In the Philippines, two very similar species, Pterygoplichthys disjunctivus and P. pardalis, were initially misidentified as H. plecostomus due to them sharing the local common names of "janitor fish" and "pleco". They were introduced in the 1970s by the aquarium trade and have since become highly invasive in the Laguna de Bay (including the tributaries Marikina River) and Agusan Marsh.

== Naming ==
=== Common names ===
A large variety of common names is used to describe H. plecostomus, where plecostomus and the shortened "pleco" are interchangeable in all common names. The names include:
- algae sucker/eater
- pez diablo (devil fish)
- pleco
- water old lady (vieja de la agua)
- janitor fish
- municipal fish – ikan bandaraya in Malay
- suckermouth catfish
- sweeper fish – ikan sapu sapu in Indonesian
- "ikan sapu" in indonesia “broomfish”
- "Sapu-Sapu" fish the Sweep Sweep Fish
- crocodile fish (not to be confused with Papilloculiceps longiceps, which is originally known as the crocodile fish or tentacled flathead)

=== Taxonomy ===
The species' scientific name, Hypostomus plecostomus, is derived from the Greek words hupó (ὑπό 'under'), stóma (στόμα 'mouth'), and plékō (πλέκω 'fold').

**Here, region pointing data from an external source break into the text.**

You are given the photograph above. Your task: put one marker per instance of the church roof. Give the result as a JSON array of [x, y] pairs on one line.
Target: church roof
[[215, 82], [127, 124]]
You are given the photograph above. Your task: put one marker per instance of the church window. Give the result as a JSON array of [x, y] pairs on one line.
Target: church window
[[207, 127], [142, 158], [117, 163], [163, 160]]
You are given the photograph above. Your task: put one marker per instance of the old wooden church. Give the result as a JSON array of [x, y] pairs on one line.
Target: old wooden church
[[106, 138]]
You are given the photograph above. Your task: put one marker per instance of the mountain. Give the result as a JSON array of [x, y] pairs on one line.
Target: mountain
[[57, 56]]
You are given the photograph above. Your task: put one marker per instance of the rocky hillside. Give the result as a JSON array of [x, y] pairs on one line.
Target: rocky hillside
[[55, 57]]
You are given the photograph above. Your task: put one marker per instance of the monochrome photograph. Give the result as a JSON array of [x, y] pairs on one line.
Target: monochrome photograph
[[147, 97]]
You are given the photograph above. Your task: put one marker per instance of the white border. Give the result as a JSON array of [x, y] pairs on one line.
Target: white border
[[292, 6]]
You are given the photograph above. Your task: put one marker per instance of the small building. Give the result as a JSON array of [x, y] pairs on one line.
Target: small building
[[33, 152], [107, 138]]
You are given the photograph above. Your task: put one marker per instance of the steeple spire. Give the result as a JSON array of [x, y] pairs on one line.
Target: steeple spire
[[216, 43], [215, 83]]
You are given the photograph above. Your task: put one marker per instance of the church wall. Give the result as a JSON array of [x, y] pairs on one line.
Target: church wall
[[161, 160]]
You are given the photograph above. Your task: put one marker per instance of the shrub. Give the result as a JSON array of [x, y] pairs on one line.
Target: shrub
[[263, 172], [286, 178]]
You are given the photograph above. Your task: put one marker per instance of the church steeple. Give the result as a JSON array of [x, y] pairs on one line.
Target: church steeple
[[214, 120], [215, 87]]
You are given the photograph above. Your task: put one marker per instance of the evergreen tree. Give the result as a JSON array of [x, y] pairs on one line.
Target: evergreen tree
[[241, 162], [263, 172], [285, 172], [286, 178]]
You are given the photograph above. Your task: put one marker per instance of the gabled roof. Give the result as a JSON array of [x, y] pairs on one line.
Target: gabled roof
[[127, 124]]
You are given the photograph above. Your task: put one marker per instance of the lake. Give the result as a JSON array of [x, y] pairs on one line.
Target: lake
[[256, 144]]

Many of the common names used to identify H. plecostomus are also used for other species, which augments the confusion surrounding H. plecostomus and other Loricariidae such as H. punctatus, Pterygoplichthys multiradiatus and P. pardalis. In 2012, Weber, Covain, and Fisch-Muller showed the type series of Carl Linnaeus was heterogenous and comprised two species: H. plecostomus (for which the authors designate a lectotype) and H. watwata.